NOTA VERTENZA SCUOLA


C'è giunta notizia che alcuni comuni, anche su sollecitazione dei locali provveditorati, intendono dare preminenza ai possessori dei titoli di studio previsti dalla legge sulla parità scolastica rispetto il restante personale abilitato, ai fini dello scorrimento delle graduatorie del personale con il profilo di educatore di asilo nido e di scuola materna.
A fronte di ciò è opportuno ribadire a tutte le strutture in indirizzo che tali comportamenti vanno assolutamente contrastati e battuti per impedire che con tali atti siano cancellati anni di lavoro e vanificate preziose esperienze nel campo educativo.

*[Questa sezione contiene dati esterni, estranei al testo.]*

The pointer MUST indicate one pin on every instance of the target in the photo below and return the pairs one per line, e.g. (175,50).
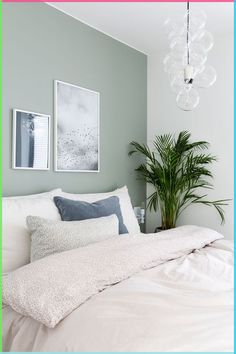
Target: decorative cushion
(71,210)
(127,211)
(49,237)
(15,236)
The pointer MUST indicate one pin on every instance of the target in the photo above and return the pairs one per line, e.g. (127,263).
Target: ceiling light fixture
(186,63)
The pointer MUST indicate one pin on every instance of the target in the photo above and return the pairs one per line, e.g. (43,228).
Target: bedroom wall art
(76,128)
(31,140)
(80,55)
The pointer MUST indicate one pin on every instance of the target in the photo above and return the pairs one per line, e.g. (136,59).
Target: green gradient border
(1,170)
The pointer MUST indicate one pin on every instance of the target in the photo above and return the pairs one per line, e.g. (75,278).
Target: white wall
(212,121)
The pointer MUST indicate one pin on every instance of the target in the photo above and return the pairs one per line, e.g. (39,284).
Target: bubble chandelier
(185,64)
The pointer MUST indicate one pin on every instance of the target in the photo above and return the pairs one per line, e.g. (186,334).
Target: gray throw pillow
(71,210)
(49,236)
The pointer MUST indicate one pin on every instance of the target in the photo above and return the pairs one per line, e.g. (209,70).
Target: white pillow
(49,237)
(127,211)
(15,236)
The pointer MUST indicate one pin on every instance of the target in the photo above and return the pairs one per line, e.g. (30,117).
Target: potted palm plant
(178,171)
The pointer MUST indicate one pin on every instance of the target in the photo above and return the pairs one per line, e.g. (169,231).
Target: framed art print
(31,140)
(76,128)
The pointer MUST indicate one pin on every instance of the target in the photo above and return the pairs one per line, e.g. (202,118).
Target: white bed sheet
(182,305)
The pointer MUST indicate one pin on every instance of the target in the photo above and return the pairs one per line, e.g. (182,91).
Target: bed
(171,292)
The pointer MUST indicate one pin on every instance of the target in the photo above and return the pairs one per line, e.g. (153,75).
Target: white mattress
(182,305)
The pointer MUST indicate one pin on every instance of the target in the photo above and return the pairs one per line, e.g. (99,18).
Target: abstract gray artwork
(76,128)
(31,140)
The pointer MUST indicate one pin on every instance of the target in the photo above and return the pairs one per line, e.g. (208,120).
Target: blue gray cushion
(71,210)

Si tratta, infatti, di trovare soluzioni equilibrate che non alterino le giuste rivendicazioni di coloro che possiedono esperienze e capacità riconosciute sul campo in anni di lavoro rispetto ai possessori del solo titolo di studio.
Come è noto la legge sulla parità scolastica tutela la figura degli educatori e dei docenti che hanno lavorato nei nidi e nelle scuole materne degli Enti Locali prima dell'entrata in vigore della stessa, ritenendo valido il titolo di studio legale di abilitazione all'insegnamento conseguito presso le scuole magistrali o il titolo di studio di maturità magistrale, rilasciato dagli istituti magistrali" così come avveniva nel passato, permettendo a detto personale di non avere l'obbligo di possedere la specifica abilitazione prevista per i docenti occupati nella scuola materna statale.
Ciò mette su di un piano di assoluta uguaglianza il personale docente in possesso dei requisiti prescritti, a prescindere dal titolo di studio posseduto.
Di conseguenza, al fine di evitare eccessi interpretativi della legge sulla parità scolastica da parte delle amministrazioni, è opportuno che al riguardo si sviluppi la massima vigilanza da parte delle strutture in indirizzo al fine di evitare che siano assunti provvedimenti i cui effetti potrebbero avrebbero ricadute negative non solo tra i lavoratori ma, e questo sarebbe ancor più grave, anche sull'utenza.